A "Private" network means that machines on the same network can see each
other with typical ease - like a Home network, or corporate LAN; in other
words, it's a safe enviornment protected from the big bad world by a
firewall and router. A "Public" nework is where the machine is directly
exposed to the public internet; disocovery and networking coms are tightly
constrained if you have a Public network.

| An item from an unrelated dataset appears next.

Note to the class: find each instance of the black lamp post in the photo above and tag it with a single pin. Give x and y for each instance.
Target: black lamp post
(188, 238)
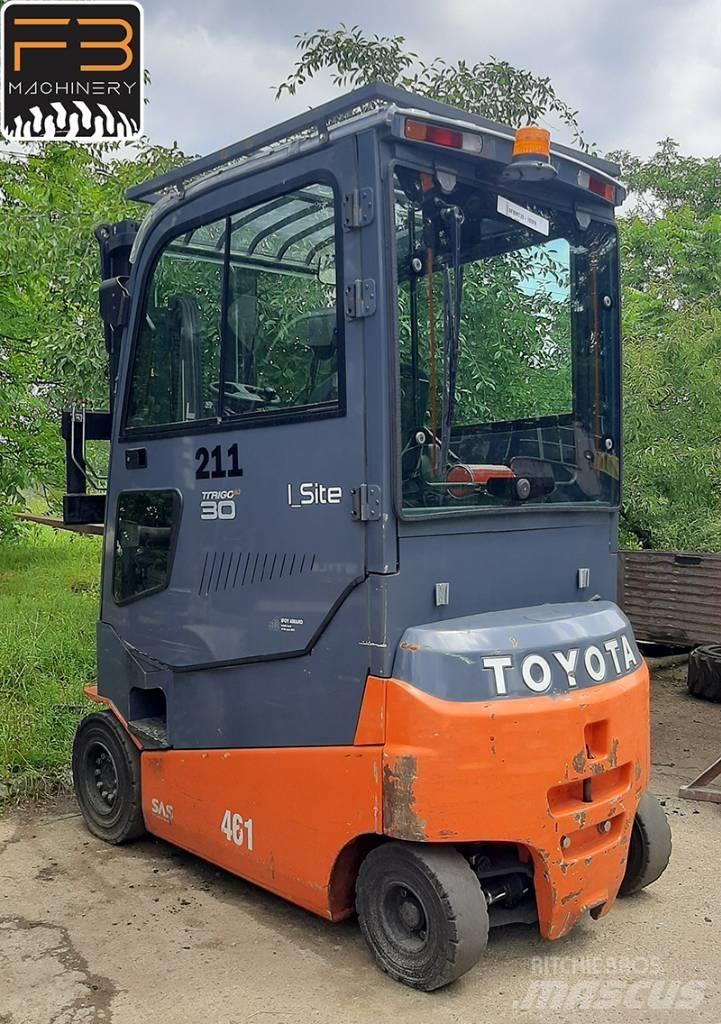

Vista uses the LLTD ("Link Layer Topology Discovery") protocol to discover
other computers. No version of Windows prior to Vista has LLTD installed, so
by default these pre-Vista machines do not appear in the Network Map. If you
turn on File Sharing in Vista, this will allow Vista to also collect NetBIOS
machine names from the network, so non-Vista machines will appear as they
are detected. Alternatively, you can install LLTD on the XP machines:
http://support.microsoft.com/kb/922120
For some bizarre reason, Microsoft does not provide an LLTD responder for
Windows Server 2003. But a Win2003 DC will be easily discoverable via DNS
and NetBIOS, once you enable File Sharing. Turning on File Sharing not only
allows SMB traffic, it allows NetBIOS name resolution and RPC traffic.
Enabling these in Network and Sharing should automatically open the ports on
the Windows Firewall. But you can also double-check afterwards that the
following exceptions are enabled in your Firewall:
- core networking
- file and printer sharing
- network discovery
Hope this helps, let us know how you get on.